The flatness and simplicity of Brewster's paintings appeal to modern eyes raised on abstraction. But the main attraction is psychological. With their exactingly contoured features and round, slightly oversize eyes, Brewster's sitters exert a mysterious magnetism. The gazes they fix on a viewer seem ominously thoughtful, as though they know something that you don't but perhaps ought to.

Could it be that because he was deaf Brewster was particularly sensitive to the inscrutability of other people? For the show's organizer, Paul S. D'Ambrosio, chief curator at the Fenimore Art Museum in Cooperstown , N.Y., where the exhibition originated, being deaf was a defining fact about Brewster as an artist. D'Ambrosio writes that the historical contexts of Brewster's life encourage us to see him as "not only an artist who incidentally was deaf, but also and just as importantly as a Deaf [sic] artist who was both a product of his time and a rare exception to the historical norms."

Born before there were American schools for the deaf and before the advent of standardized sign language, Brewster communicated through gestures, pantomime, and some writing. Yet he was able to travel widely on his own, negotiate with customers, and develop a successful business. His family's social connections helped, but his enterprise was still remarkable.

In 1817, at age 51, Brewster became a member of the first class of the first school for the deaf in America: the Connecticut Asylum for the Instruction and Education of Deaf and Dumb Persons in Hartford. He spent three years there and then resumed his career and his residence in Maine, where he lived in the town of Buxton with one of his brothers. He died at 88 in 1854.

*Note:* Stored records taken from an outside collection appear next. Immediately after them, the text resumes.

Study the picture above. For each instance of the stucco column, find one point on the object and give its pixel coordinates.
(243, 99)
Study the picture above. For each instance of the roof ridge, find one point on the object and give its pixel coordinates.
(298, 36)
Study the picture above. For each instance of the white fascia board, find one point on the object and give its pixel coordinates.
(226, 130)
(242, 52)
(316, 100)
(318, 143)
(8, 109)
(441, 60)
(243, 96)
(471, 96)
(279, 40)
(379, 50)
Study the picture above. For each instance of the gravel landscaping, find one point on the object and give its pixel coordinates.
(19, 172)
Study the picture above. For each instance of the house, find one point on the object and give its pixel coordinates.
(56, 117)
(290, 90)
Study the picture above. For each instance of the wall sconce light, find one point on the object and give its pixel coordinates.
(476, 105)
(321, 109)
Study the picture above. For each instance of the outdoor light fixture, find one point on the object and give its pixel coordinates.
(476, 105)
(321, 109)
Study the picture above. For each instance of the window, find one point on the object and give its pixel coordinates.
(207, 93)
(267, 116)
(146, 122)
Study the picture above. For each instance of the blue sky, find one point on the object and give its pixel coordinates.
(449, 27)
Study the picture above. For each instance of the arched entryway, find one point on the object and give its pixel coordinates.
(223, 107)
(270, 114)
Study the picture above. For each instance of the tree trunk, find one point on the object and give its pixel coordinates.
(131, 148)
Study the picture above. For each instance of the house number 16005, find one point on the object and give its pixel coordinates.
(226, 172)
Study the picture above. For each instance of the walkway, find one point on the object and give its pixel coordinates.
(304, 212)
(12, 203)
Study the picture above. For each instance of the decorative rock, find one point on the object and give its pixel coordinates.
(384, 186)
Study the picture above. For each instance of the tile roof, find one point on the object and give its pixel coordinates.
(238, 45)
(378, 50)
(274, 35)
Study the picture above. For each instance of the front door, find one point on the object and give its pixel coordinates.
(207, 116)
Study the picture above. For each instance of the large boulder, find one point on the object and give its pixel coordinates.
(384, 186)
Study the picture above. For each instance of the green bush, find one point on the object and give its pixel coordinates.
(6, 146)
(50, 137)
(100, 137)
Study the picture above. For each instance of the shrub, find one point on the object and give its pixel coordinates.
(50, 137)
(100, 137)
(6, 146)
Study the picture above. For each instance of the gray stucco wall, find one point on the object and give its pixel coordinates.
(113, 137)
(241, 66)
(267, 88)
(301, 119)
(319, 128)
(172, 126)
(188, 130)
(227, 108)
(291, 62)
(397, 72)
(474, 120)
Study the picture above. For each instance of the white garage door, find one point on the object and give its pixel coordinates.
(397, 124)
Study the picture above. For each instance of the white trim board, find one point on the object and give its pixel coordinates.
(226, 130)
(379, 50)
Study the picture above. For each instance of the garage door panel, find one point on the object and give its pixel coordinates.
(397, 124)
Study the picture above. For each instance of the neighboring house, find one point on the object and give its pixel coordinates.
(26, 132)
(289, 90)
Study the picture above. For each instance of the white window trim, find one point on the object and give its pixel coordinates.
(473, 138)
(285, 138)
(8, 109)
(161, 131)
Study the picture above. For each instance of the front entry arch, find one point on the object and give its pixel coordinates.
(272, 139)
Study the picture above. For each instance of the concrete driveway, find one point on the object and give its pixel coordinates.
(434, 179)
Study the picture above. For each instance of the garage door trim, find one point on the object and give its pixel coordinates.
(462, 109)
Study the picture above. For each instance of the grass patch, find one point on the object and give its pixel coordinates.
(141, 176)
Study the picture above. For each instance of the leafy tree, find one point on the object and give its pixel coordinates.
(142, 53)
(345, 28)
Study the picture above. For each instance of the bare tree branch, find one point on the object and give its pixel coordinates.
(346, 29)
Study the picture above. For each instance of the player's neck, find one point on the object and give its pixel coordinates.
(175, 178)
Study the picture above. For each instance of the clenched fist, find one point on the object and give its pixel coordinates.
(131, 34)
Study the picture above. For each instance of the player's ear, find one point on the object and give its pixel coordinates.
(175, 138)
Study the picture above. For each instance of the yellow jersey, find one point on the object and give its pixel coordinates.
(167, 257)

Exhibition wall texts argue that being deaf was an asset for Brewster as a painter: "Brewster's deafness may have improved his ability to paint portraits," reads one. "Unable to hear or speak, Brewster focused his energy on capturing minute details of facial expressions. He greatly emphasized his sitters' gazes, as eye contact was critical to communication among the Deaf."

The text observes further, "Studies prove that since Deaf people rely on visual cues for communication, they can differentiate subtle differences in facial expressions much better than hearing people."

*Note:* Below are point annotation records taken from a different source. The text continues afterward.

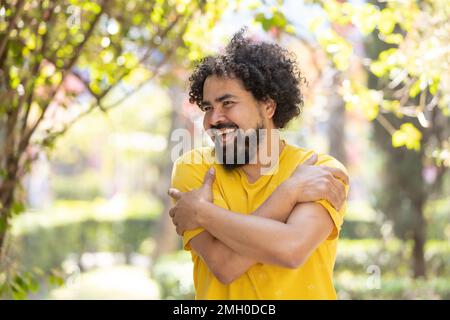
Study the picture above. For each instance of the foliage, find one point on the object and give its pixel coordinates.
(174, 275)
(415, 37)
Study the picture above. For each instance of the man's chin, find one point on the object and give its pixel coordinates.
(232, 166)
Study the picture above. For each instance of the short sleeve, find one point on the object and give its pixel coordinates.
(187, 174)
(336, 216)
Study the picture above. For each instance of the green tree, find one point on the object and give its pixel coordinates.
(406, 94)
(62, 59)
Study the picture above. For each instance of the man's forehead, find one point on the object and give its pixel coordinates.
(216, 87)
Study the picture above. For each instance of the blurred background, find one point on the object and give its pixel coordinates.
(91, 91)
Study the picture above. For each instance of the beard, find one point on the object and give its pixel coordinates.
(241, 150)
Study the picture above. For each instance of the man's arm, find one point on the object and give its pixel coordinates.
(285, 244)
(226, 264)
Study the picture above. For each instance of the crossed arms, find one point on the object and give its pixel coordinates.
(283, 231)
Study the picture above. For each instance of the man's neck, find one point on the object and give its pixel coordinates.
(255, 170)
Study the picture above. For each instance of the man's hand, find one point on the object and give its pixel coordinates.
(184, 213)
(311, 183)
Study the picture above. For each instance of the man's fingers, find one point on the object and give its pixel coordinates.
(339, 194)
(209, 177)
(175, 193)
(338, 173)
(311, 160)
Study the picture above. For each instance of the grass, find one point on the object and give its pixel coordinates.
(116, 282)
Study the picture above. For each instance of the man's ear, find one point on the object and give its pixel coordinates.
(270, 107)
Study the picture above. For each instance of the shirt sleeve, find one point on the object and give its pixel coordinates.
(187, 176)
(336, 216)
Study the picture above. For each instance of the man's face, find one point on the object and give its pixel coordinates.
(233, 119)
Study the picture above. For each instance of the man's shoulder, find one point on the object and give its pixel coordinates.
(301, 155)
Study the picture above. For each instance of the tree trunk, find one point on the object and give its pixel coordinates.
(166, 237)
(336, 128)
(419, 236)
(7, 197)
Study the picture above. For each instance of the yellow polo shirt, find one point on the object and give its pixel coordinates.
(232, 191)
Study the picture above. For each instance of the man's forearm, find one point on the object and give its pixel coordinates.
(252, 236)
(233, 264)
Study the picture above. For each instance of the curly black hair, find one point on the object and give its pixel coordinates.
(266, 70)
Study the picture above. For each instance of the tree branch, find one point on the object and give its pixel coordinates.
(4, 40)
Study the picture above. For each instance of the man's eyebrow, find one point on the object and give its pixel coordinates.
(219, 99)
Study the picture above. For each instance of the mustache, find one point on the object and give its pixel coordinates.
(224, 126)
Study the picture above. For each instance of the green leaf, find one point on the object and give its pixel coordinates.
(408, 135)
(17, 208)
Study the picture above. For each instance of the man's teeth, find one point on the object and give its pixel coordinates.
(226, 131)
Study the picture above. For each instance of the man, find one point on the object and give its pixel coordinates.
(255, 235)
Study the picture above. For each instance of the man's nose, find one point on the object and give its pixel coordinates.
(216, 117)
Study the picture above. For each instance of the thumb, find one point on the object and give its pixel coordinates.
(311, 160)
(174, 193)
(209, 177)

Elsewhere, a wall text speculates that Brewster may have related especially well to children, who would have been fascinated and amused by his animated gestures and other curious ways of behaving.

The proposition that his paintings reveal a greater than normal visual acuity is not wholly convincing -- countless hearing artists have demonstrated extraordinary sensitivity to visual experience. But it is tempting to think that the mysteriousness of Brewster's portraits might express something he actually felt in the presence of other people: that his subjects lived in a world to which he had limited access. Of course, you don't have to be deaf to be mystified by what is going on in other people's heads; it's just that Brewster makes that experience unusually vivid.

The enigmatic mood is especially strong in the portraits of children. Most of them hold small, symbolic accoutrements: a piece of fruit, a toy horn, a book, a basket, a flower. One little girl in a white, ankle-length gown has one red slipper on while she dangles the other by its black lace from the fingers of one hand. Several have small birds perched on their fingers -- symbolizing the soul, which leaves the body after death, according to a wall label. Children often did die young, and at least one of Brewster's child portraits -- an image of his 5-year-old sister Sophia in front of a desolate landscape and a mournful, dusky red sunset -- is thought to have been painted posthumously.

Like his grown - ups, Brewster's children are solemn, but they have a touching sweetness about them. They appear to mean more to Brewster than the adults do, as though they were emissaries from some mystical never-never land that he would have loved to visit.